How manufacturing sector can boost GDP contribution to 20pc

Bidco Africa factory in Ruiru, Kiambu County. FILE PHOTO | NMG

There is a story of a very small country called Bangladesh. In 2015, the country was exporting $25 billion of garments and apparel to the world and they had the plan to double the exports to $50 billion.

Last year, they hit their target of $50 billion, four years in advance, offering 4.2 million jobs. Their manufacturing contribution in 2015 was 16 percent of their gross domestic product (GDP) and today it’s 22 percent.

Kenya’s manufacturing industry should go back to its path of generating 20 percent of the GDP by 2030. It is possible, Bangladesh has done it and Kenya can do it.

From a perspective of how manufacturing contributes to the GDP of other countries, China is at 28 percent, Egypt is at 30 percent, India at 16 percent, South Africa at 14 percent and Kenya is at 7.2 percent. Over the years has come down from 20 percent, which is a shame but it’s better to be honourable and accept that there is a problem and let’s move and let’s deliver the plan.

Going to the textile apparel sector, it’s probably one of the biggest supply chains in the world, and a huge market opportunity, Kenya today is the largest exporter under the African Growth and Opportunity Act (AGOA) to the US. That is about the third top export, overtaking coffee which is fourth at $500 million and has 52,000 jobs.

Covid 19-has brought a new reality to global supply chains, which are re-organising away from the traditional sourcing destinations, offering Kenya a business opportunity.

In addition, the current market access under AGOA and the recently endorsed US-Kenya strategic trade and investment partnership favours Kenya as the preferred sourcing destination.

There is opportunity ahead of us in just one market which is the US with $100 billion but if we also start to look at the European Union (EU) with 27 countries, that’s about $150 billion meaning the total pie is $800 billion.

If the size of the pie in the US is $100 billion under AGOA and our contribution to that market is $500 million, there is no need to chest-thump and say, we are the biggest and the best in Africa, yes we are but globally, what have you done, we are 0.5 percent of US imports, which is a shame because we are duty-free.

We must be cognisant that we need to remain globally competitive to secure a bigger slice of the market access available to Kenya. The main drivers of competitiveness that need urgent attention are as follows — bill of materials, productivity, utility costs, financing costs and logistics costs.

We need to aspire to build a world-class textile apparel value chain that is globally competitive irrespective of duty-free market access to secure global dominance as our competitive and comparative advantage. Let’s become world-class operators otherwise, we will be no-class operators.
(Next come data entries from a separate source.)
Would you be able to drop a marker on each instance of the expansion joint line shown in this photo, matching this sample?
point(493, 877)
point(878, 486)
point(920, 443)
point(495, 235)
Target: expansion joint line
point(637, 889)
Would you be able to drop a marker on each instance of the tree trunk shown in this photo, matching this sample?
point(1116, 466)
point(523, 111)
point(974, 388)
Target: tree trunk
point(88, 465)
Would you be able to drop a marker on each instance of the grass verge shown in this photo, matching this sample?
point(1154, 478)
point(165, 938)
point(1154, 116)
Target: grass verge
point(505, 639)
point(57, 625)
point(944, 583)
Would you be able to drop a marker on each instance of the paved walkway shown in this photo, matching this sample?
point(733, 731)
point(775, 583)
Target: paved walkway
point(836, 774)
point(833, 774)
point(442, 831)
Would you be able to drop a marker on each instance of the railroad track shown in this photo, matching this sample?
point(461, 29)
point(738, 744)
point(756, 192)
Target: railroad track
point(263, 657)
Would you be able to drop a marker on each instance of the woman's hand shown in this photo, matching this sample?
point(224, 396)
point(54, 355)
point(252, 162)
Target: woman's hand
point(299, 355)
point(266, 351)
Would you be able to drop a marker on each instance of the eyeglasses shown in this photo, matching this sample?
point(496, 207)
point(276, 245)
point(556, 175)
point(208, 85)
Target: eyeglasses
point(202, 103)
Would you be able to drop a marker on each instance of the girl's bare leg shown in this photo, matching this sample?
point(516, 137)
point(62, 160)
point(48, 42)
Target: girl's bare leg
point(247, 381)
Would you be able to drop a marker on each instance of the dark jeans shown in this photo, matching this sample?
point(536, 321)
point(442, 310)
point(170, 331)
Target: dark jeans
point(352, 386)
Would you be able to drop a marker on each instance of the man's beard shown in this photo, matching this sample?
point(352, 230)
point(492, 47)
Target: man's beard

There is an opportunity for us in one sector and in that sector, there are no factories left in our Athi River EPZ. I believe in Naivasha it can be a reality and deliver 100,000 jobs. We don’t have an option but to create jobs and even President William Ruto has said that his three agendas are spot-on, which are agenda one jobs, agenda two jobs and agenda three jobs.

The textile industry in Kenya is once again going to deliver that opportunity for jobs as we connect that pipeline back to the farm gates, the farmers and the field to fashion which is possible and it can happen thus this is a serious opportunity ahead of us that we should not lose.

Bedi is the Managing Director, Bedi Investments Limited.